The commission also approved a number of reform measures that don’t deal specifically with policing, including proposals to eliminate cash bail and raising the felony theft threshold. B. Scott West, Kentucky’s deputy public advocate, pushed to establish a statutory right for criminal defendants to be physically present for their prosecution.

West said allowing defendants the right to be present in court for their prosecution is necessary once the pandemic subsides and courts eventually resume normal practice.

“Our fear is when we go back to what is a new normal there will be pockets of the state where someone will say, ‘We really liked the virtual court we’ve been having, let’s keep that going,’ and they won’t transfer a person from the jail to the courtroom,” he said. “We do not want to see this become the norm.”

The only vote against that measure came from the Commonwealth’s Attorney’s office.

Police Opposition Common

Police opposition to reform measures is not surprising and can be traced back decades, said Samuel Walker, professor emeritus at the University of Nebraska Omaha’s school of criminology and criminal justice.

“There’s little hope of getting them to accept it,” he said. 

But, Walker said the protests that erupted this summer could mean some reform measures gain traction. The key, he said, is targeted, persuasive lobbying efforts that engage and educate the public and legislators.

“Especially focused on the costs of not doing reform,” he said. “If we don’t do anything then we continue this toxic issue of police and community relationships.”

Police in Louisville, though, don’t seem ready to accept the reforms protesters are calling for, said Jecorey Arthur, the Metro Councilperson-elect for District 4, which encompasses downtown and the surrounding neighborhoods. Arthur pointed to a recent council meeting in which interim Chief Yvette Gentry pushed back on the council’s decision to limit some elements of use of force and push for de-escalation.

And reforms alone, he said, likely aren’t enough to meet the demands of the people who want change.

“It might be too much of a mess,” he said. “We need a reset more than a reform.”

The Louisville Metro Public Defender’s office proposed many of the police reform measures. Smith, the agency’s chief, said police reform is “desperately needed in this state and this community.”

“A two-tiered system of justice can no longer be tolerated,” he said. “In order to repair the broken criminal justice system, bold action must be taken and put into effect now.”

When the General Assembly resumes regular business on January 5, legislators’ top priority will be finalizing a state budget.
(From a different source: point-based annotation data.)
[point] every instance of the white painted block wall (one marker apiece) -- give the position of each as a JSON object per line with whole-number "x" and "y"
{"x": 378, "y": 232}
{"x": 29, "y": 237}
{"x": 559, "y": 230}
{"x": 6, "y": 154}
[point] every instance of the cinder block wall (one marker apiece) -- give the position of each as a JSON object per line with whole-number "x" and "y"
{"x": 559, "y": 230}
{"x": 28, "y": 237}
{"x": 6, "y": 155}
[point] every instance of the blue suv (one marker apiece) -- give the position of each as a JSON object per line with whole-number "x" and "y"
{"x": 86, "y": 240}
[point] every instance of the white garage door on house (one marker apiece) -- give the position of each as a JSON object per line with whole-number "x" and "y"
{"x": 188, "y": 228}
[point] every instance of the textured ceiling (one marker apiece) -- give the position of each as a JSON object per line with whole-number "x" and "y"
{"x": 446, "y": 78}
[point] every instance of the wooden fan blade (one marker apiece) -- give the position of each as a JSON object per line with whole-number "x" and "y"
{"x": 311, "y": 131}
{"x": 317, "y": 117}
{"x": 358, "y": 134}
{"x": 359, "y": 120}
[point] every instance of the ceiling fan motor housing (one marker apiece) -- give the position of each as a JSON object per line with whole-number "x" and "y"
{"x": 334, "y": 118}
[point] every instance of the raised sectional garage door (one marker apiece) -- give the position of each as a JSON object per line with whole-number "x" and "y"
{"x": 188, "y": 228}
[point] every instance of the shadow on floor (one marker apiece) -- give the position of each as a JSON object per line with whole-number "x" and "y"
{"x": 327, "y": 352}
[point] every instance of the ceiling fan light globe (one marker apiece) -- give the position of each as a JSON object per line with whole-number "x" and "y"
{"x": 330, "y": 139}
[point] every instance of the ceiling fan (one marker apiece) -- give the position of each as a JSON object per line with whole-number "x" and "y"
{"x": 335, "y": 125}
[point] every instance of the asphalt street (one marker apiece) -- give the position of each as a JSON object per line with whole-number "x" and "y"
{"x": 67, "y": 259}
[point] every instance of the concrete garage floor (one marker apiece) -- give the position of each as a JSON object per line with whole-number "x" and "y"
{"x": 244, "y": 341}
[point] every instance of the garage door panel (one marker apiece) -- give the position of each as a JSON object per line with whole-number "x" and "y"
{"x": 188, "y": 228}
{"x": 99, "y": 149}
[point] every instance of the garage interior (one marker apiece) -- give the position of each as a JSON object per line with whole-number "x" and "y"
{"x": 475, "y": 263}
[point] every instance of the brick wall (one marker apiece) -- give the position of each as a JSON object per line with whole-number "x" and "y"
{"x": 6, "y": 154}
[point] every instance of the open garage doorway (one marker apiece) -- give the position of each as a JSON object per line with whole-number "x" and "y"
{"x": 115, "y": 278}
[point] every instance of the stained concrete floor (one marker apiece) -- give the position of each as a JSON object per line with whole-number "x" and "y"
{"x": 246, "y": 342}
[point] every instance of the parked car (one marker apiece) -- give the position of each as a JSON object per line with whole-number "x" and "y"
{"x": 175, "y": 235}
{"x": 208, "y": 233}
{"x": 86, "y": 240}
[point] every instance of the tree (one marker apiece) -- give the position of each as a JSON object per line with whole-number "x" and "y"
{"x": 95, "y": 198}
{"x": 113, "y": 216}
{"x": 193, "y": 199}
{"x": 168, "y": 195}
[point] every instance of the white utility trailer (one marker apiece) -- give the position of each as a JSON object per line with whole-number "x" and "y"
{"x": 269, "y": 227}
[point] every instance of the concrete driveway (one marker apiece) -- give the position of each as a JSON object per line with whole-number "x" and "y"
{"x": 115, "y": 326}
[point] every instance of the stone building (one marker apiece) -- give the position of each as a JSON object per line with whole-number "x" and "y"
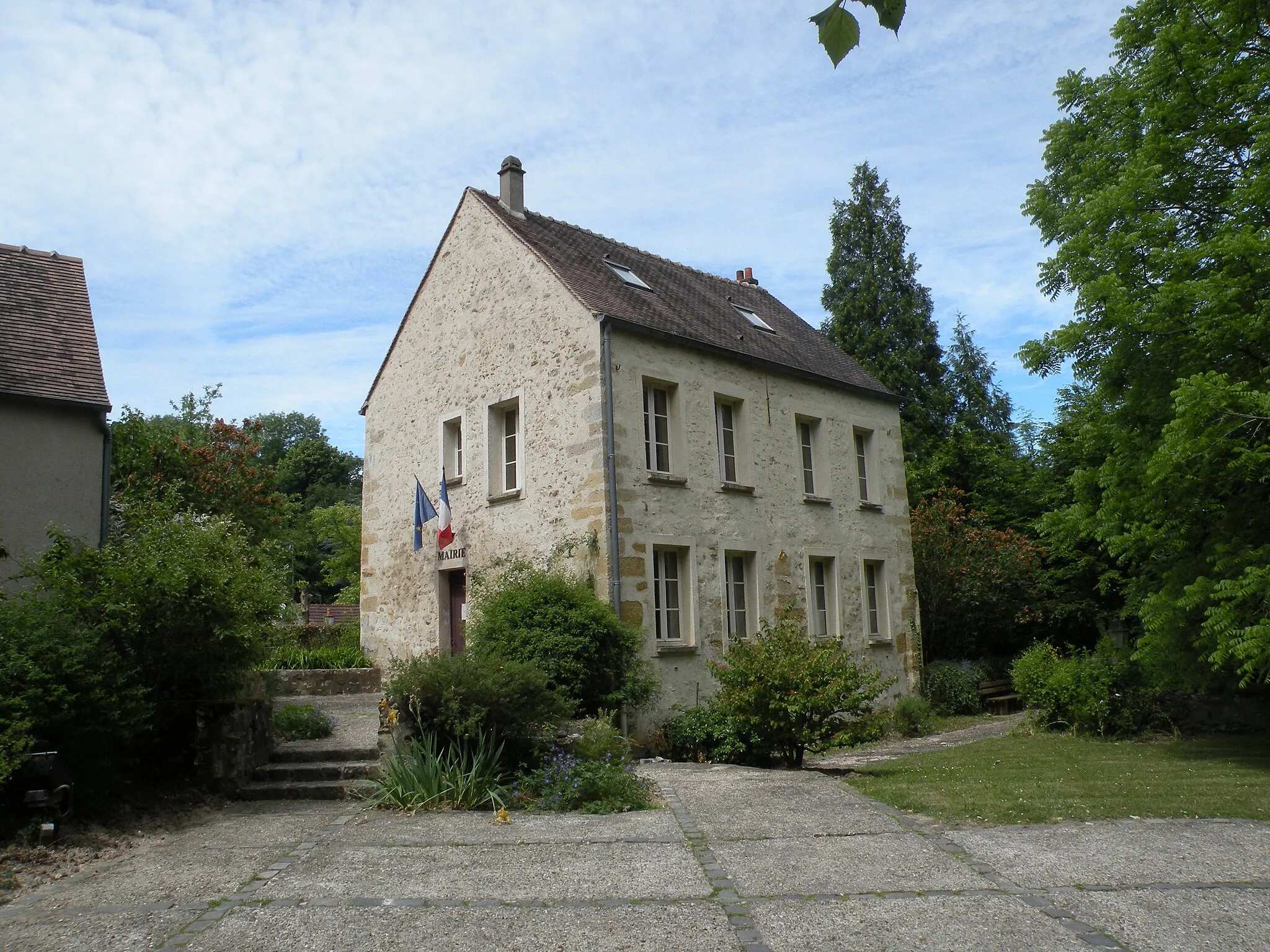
{"x": 685, "y": 439}
{"x": 55, "y": 443}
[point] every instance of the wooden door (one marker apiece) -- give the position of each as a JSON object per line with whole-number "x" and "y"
{"x": 458, "y": 610}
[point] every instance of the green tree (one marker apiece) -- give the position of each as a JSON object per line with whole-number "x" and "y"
{"x": 838, "y": 31}
{"x": 339, "y": 532}
{"x": 879, "y": 312}
{"x": 1156, "y": 200}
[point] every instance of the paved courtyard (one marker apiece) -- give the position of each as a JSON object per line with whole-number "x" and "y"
{"x": 741, "y": 860}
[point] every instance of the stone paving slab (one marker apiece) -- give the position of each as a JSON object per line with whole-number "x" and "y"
{"x": 1180, "y": 920}
{"x": 840, "y": 865}
{"x": 737, "y": 804}
{"x": 506, "y": 873}
{"x": 925, "y": 923}
{"x": 690, "y": 927}
{"x": 459, "y": 827}
{"x": 91, "y": 932}
{"x": 1123, "y": 852}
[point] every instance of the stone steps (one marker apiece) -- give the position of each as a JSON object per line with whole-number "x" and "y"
{"x": 339, "y": 767}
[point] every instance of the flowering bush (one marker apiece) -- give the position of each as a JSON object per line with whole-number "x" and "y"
{"x": 569, "y": 782}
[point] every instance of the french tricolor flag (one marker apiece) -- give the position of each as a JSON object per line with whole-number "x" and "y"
{"x": 445, "y": 532}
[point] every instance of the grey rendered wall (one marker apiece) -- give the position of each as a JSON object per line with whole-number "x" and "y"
{"x": 491, "y": 323}
{"x": 50, "y": 474}
{"x": 774, "y": 522}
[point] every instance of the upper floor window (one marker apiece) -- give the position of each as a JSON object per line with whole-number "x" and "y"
{"x": 726, "y": 415}
{"x": 506, "y": 448}
{"x": 863, "y": 446}
{"x": 657, "y": 427}
{"x": 454, "y": 447}
{"x": 628, "y": 276}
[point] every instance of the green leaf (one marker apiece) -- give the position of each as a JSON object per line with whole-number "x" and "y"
{"x": 890, "y": 13}
{"x": 838, "y": 32}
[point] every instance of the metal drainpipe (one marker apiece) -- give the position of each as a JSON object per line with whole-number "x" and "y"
{"x": 615, "y": 562}
{"x": 106, "y": 482}
{"x": 611, "y": 475}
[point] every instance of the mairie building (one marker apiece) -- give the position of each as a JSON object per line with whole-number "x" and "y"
{"x": 685, "y": 441}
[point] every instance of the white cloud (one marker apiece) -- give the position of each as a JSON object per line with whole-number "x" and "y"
{"x": 257, "y": 187}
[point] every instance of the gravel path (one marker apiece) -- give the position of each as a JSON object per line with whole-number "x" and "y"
{"x": 741, "y": 860}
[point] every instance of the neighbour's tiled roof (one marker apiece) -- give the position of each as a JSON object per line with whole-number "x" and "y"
{"x": 682, "y": 302}
{"x": 47, "y": 340}
{"x": 338, "y": 615}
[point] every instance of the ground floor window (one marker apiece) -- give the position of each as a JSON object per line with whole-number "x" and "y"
{"x": 668, "y": 566}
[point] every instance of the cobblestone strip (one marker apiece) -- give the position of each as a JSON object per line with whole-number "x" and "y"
{"x": 1037, "y": 899}
{"x": 724, "y": 889}
{"x": 246, "y": 892}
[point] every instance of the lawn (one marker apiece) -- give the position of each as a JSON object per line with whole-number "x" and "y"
{"x": 1054, "y": 777}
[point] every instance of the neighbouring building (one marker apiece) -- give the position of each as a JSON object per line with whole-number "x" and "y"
{"x": 55, "y": 442}
{"x": 685, "y": 439}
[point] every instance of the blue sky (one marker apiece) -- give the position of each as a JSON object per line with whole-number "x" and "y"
{"x": 257, "y": 187}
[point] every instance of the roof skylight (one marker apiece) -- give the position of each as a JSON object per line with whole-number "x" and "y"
{"x": 755, "y": 319}
{"x": 628, "y": 276}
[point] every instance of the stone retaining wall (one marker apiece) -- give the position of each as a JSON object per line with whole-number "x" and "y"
{"x": 326, "y": 681}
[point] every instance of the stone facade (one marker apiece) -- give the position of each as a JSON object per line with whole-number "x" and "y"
{"x": 515, "y": 334}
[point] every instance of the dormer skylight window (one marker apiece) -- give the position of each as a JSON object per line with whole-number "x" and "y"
{"x": 628, "y": 276}
{"x": 755, "y": 319}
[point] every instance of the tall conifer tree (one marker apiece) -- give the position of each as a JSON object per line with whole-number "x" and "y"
{"x": 879, "y": 312}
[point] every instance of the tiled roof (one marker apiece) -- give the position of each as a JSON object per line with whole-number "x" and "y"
{"x": 683, "y": 304}
{"x": 47, "y": 340}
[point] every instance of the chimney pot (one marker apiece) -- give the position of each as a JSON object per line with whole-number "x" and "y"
{"x": 511, "y": 186}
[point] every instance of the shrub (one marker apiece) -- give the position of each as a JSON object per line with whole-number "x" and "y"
{"x": 107, "y": 650}
{"x": 953, "y": 689}
{"x": 425, "y": 775}
{"x": 705, "y": 734}
{"x": 601, "y": 739}
{"x": 913, "y": 716}
{"x": 460, "y": 699}
{"x": 301, "y": 723}
{"x": 557, "y": 622}
{"x": 571, "y": 782}
{"x": 315, "y": 659}
{"x": 789, "y": 692}
{"x": 1099, "y": 692}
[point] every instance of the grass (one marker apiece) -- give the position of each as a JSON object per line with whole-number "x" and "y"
{"x": 301, "y": 723}
{"x": 1052, "y": 777}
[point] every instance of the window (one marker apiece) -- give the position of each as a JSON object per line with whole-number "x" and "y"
{"x": 511, "y": 461}
{"x": 506, "y": 448}
{"x": 628, "y": 276}
{"x": 657, "y": 428}
{"x": 666, "y": 594}
{"x": 755, "y": 320}
{"x": 454, "y": 448}
{"x": 863, "y": 441}
{"x": 727, "y": 418}
{"x": 804, "y": 437}
{"x": 876, "y": 602}
{"x": 822, "y": 599}
{"x": 737, "y": 576}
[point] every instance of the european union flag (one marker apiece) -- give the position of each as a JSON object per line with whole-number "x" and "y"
{"x": 424, "y": 513}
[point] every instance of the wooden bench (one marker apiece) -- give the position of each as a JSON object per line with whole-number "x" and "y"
{"x": 998, "y": 696}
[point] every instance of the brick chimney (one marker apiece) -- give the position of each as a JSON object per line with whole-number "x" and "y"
{"x": 511, "y": 186}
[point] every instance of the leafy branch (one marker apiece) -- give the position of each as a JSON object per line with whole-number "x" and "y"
{"x": 838, "y": 31}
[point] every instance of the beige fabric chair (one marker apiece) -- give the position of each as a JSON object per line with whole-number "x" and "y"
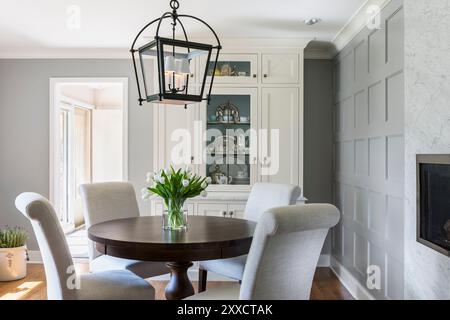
{"x": 262, "y": 197}
{"x": 283, "y": 256}
{"x": 62, "y": 280}
{"x": 109, "y": 201}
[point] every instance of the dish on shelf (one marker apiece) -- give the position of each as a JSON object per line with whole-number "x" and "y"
{"x": 222, "y": 145}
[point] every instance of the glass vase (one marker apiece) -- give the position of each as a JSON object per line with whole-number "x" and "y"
{"x": 174, "y": 217}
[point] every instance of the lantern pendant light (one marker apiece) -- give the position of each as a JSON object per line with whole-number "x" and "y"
{"x": 173, "y": 57}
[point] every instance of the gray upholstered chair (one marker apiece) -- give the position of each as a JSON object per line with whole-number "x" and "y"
{"x": 262, "y": 197}
{"x": 283, "y": 255}
{"x": 62, "y": 280}
{"x": 109, "y": 201}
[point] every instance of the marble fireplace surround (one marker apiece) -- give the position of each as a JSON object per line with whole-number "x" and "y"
{"x": 427, "y": 131}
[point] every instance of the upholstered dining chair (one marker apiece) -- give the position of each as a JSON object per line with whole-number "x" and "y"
{"x": 263, "y": 196}
{"x": 109, "y": 201}
{"x": 62, "y": 280}
{"x": 283, "y": 256}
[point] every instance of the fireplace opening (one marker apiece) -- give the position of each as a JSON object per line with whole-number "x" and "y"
{"x": 433, "y": 207}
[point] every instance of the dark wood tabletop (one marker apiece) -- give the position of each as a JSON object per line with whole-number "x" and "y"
{"x": 144, "y": 239}
{"x": 206, "y": 238}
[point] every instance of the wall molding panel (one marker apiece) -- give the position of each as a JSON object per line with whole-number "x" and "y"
{"x": 368, "y": 158}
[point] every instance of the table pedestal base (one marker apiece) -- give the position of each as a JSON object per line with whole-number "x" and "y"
{"x": 179, "y": 286}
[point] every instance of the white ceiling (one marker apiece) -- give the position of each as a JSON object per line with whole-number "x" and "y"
{"x": 35, "y": 24}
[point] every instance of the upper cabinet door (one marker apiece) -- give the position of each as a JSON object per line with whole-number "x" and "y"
{"x": 234, "y": 69}
{"x": 280, "y": 68}
{"x": 278, "y": 139}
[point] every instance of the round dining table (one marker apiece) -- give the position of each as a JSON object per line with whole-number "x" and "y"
{"x": 143, "y": 238}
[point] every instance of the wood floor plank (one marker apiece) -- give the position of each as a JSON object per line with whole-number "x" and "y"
{"x": 326, "y": 286}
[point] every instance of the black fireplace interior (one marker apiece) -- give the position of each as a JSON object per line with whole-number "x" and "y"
{"x": 434, "y": 203}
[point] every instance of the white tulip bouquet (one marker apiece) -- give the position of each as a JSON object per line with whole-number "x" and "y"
{"x": 174, "y": 187}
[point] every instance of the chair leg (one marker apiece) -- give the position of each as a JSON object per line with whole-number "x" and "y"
{"x": 202, "y": 278}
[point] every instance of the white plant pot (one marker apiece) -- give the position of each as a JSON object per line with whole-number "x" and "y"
{"x": 13, "y": 263}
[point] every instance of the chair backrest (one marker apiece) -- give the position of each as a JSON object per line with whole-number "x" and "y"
{"x": 285, "y": 250}
{"x": 265, "y": 196}
{"x": 58, "y": 263}
{"x": 107, "y": 201}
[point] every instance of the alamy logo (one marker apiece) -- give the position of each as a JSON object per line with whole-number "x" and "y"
{"x": 374, "y": 20}
{"x": 73, "y": 281}
{"x": 373, "y": 278}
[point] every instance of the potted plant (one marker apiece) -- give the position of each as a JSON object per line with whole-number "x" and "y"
{"x": 13, "y": 253}
{"x": 174, "y": 187}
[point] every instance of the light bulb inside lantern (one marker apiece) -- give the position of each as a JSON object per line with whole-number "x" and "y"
{"x": 182, "y": 66}
{"x": 169, "y": 64}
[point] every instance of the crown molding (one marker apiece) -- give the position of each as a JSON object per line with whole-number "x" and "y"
{"x": 319, "y": 54}
{"x": 124, "y": 53}
{"x": 65, "y": 53}
{"x": 356, "y": 23}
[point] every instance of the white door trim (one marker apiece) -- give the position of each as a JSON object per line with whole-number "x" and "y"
{"x": 54, "y": 84}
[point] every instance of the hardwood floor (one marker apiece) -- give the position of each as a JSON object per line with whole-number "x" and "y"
{"x": 325, "y": 286}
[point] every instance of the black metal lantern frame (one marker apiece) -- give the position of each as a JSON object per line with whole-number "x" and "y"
{"x": 174, "y": 57}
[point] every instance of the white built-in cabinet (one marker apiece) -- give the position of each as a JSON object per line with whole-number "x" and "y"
{"x": 267, "y": 85}
{"x": 280, "y": 68}
{"x": 280, "y": 113}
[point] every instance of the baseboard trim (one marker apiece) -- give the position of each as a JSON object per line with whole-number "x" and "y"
{"x": 324, "y": 261}
{"x": 34, "y": 256}
{"x": 349, "y": 281}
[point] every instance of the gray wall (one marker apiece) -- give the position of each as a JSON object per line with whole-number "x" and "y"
{"x": 427, "y": 70}
{"x": 318, "y": 132}
{"x": 24, "y": 127}
{"x": 369, "y": 153}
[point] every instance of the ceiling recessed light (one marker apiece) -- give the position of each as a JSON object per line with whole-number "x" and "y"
{"x": 312, "y": 21}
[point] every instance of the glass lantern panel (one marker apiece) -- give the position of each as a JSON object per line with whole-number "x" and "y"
{"x": 177, "y": 69}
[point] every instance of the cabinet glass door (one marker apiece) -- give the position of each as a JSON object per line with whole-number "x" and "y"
{"x": 234, "y": 68}
{"x": 231, "y": 147}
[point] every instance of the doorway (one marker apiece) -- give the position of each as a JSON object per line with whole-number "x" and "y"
{"x": 88, "y": 141}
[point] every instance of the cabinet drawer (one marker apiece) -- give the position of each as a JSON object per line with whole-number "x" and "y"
{"x": 280, "y": 68}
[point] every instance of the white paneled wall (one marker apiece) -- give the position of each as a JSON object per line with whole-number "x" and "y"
{"x": 369, "y": 154}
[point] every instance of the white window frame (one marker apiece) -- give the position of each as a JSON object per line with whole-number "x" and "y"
{"x": 55, "y": 100}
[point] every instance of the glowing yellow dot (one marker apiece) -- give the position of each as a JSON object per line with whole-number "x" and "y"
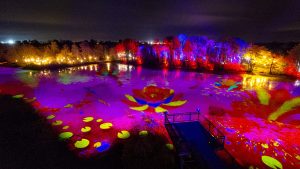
{"x": 97, "y": 144}
{"x": 57, "y": 123}
{"x": 276, "y": 144}
{"x": 50, "y": 117}
{"x": 143, "y": 133}
{"x": 65, "y": 135}
{"x": 106, "y": 126}
{"x": 99, "y": 120}
{"x": 88, "y": 119}
{"x": 271, "y": 162}
{"x": 68, "y": 106}
{"x": 85, "y": 129}
{"x": 265, "y": 145}
{"x": 83, "y": 143}
{"x": 123, "y": 134}
{"x": 170, "y": 146}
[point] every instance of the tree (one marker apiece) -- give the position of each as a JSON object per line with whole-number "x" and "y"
{"x": 294, "y": 54}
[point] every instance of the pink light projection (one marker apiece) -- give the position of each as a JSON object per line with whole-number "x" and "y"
{"x": 92, "y": 111}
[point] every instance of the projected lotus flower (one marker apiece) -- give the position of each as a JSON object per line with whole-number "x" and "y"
{"x": 275, "y": 105}
{"x": 230, "y": 84}
{"x": 153, "y": 99}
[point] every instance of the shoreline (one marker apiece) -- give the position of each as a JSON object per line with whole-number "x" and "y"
{"x": 156, "y": 67}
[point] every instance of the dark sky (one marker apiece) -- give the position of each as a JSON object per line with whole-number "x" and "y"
{"x": 253, "y": 20}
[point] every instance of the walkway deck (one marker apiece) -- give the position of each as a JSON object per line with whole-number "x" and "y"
{"x": 197, "y": 139}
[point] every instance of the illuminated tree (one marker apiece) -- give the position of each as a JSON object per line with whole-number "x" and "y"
{"x": 294, "y": 54}
{"x": 255, "y": 56}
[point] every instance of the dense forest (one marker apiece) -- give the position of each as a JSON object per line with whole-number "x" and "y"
{"x": 195, "y": 52}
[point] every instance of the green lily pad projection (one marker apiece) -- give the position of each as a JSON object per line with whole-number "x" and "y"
{"x": 86, "y": 129}
{"x": 67, "y": 79}
{"x": 97, "y": 144}
{"x": 83, "y": 143}
{"x": 106, "y": 126}
{"x": 271, "y": 162}
{"x": 65, "y": 135}
{"x": 18, "y": 96}
{"x": 50, "y": 117}
{"x": 170, "y": 146}
{"x": 143, "y": 133}
{"x": 123, "y": 134}
{"x": 88, "y": 119}
{"x": 99, "y": 120}
{"x": 57, "y": 123}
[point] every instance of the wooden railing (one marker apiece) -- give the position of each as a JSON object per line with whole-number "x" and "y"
{"x": 218, "y": 138}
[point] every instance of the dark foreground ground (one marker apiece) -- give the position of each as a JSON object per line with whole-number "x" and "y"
{"x": 28, "y": 142}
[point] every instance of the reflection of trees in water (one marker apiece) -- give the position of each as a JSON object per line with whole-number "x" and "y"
{"x": 255, "y": 81}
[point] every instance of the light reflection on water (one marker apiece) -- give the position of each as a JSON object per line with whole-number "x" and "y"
{"x": 249, "y": 82}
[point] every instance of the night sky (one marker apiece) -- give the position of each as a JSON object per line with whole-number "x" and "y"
{"x": 253, "y": 20}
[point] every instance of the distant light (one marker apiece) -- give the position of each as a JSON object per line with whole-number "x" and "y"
{"x": 11, "y": 42}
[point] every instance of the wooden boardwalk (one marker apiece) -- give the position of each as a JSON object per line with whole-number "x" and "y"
{"x": 195, "y": 143}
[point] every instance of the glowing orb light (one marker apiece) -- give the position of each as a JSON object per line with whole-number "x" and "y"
{"x": 83, "y": 143}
That task is expected to cut into the work of crafting new laws and amending existing statutes. Furkin of the criminal justice committee admits that getting the Republican controlled legislature to value these proposals will be an uphill battle.

“I don't think that some of these measures are going to really excite many of the lawmakers in the majority because they run counter to the ‘We back the police, we’re the law and order party,’” he said. “So I have to be realistic and expect that they won’t be embraced with open arms.” 

Sen. Whitney Westerfield, a Crofton Republican and chair of the judiciary committee, said his committee will not shy from tackling criminal justice reform measures. Westerfield expects bills related to no-knock warrant bans, search warrant reforms, and civilian review boards to be considered during the session.

“We always get a whole bunch of bills that come through the committee and we will get stuff done,” he said. “There will be criminal justice bills that I fully expect to pass.”